Mme B... C..., de nationalité sénégalaise, née le 13 juin 1994 à Tamba (Sénégal), a déposé une demande d’asile le 16 octobre 2025 ; la consultation des données de l’unité centrale Eurodac lors de l’instruction de cette demande a révélé qu’elle avait franchi la frontière allemande avec un visa délivré par l’Allemagne le 25 août 2025, en provenance d’un pays tiers. Les autorités allemandes ont été saisies par le préfet de l’Essonne le 24 octobre 2025 d’une demande de reprise en charge de l’intéressée et ont donné leur accord implicite le 29 octobre suivant pour la réadmission de la requérante. Par arrêté du 12 décembre 2025, le préfet de l’Essonne a décidé de remettre Mme C... aux autorités allemandes ; par la présente instance, cette dernière en demande l’annulation.

2. En premier lieu, par un arrêté du 22 septembre 2025, régulièrement publié au recueil des actes administratifs n°2025-PREF-DCPPAT-BCA-306 du même jour de la préfecture de l’Essonne, M. A... E..., signataire de la décision attaquée, adjoint au chef du bureau de l’asile, a reçu délégation du préfet de l’Essonne pour signer la décision contestée. Par suite, le moyen tiré de l’incompétence du signataire de la décision attaquée doit être écarté.

3. En deuxième lieu, l’arrêté, après avoir rappelé l’état civil de Mme C... ainsi que sa situation administrative, rappelle également les dispositions de l’article 12 du règlement européen n° 604/2013 susvisé, fondement légal sur lequel il a été pris. Par suite il est suffisamment motivé.

4. En troisième lieu, Mme C... soutient que la décision attaquée serait entachée d’un vice de procédure en ce que le préfet n’aurait pas attendu un délai de deux mois prévu à l’article 20 du règlement susvisé avant de prendre sa décision.
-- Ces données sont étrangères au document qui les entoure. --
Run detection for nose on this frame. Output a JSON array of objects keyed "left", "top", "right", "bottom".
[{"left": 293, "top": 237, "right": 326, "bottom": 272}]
Mais aucun délai n’est inscrit dans cet article et le moyen est donc inopérant.

5. En quatrième et dernier lieu, Mme C... se prévaut des dispositions de l’article 8 de la convention européenne de sauvegarde des droits de l’homme et des libertés fondamentales et doit être regardé comme invoquant les dispositions de l’article 17 du règlement européen n° 604/2013 dès lors que sa sœur aînée aurait également déposé une demande d’asile qui serait instruite en France. Toutefois, Mme C... n’établit sa parenté avec Mme D... que par une attestation d’hébergement de l’association France Terre d’Asile, qui n’a aucune valeur juridique quant aux liens de parenté allégués, d’autant que les enfants dont le nom est mentionné ne porte pas le même nom que leur mère. Par ailleurs, la requérante n’établit par aucune pièce que sa présence serait indispensable auprès de Mme D..., comme le préfet le mentionne dans son arrêté. Par suite, la décision attaquée n’a méconnu ni les stipulations de l’article 8 de la convention européenne de sauvegarde des droits de l’homme et des libertés fondamentales ni les dispositions de l’article 17 du règlement européen susvisé.
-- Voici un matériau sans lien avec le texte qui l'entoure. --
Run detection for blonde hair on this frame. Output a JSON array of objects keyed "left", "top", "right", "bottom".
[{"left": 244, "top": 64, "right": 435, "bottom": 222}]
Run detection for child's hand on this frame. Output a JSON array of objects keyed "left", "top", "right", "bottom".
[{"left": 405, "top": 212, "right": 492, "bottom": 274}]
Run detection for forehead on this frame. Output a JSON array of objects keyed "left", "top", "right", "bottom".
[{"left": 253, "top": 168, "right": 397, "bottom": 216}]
6. Il résulte de tout ce qui précède que Mme C... n’est pas fondée à demander l’annulation de l’arrêté du préfet de l’Essonne du 11 décembre 2025 et sa requête doit être rejetée dans toutes ses conclusions.

D E C I D E :


Article 1er : La requête de Mme C... est rejetée.

Article 2 : Le présent jugement sera notifié à Mme B... C... et au ministre de l’Intérieur.

Copie en sera adressée au préfet de l’Essonne.



Rendu public par mise à disposition au greffe le 22 janvier2026.


Le magistrat désigné,

signé

C. GosselinLe greffier,

signé

T. Rion

La République mande et ordonne au ministre de l’Intérieur, en ce qui le concerne, ou à tous commissaires de justice à ce requis, en ce qui concerne les voies de droit commun contre les parties privées, de pourvoir à l’exécution de la présente décision.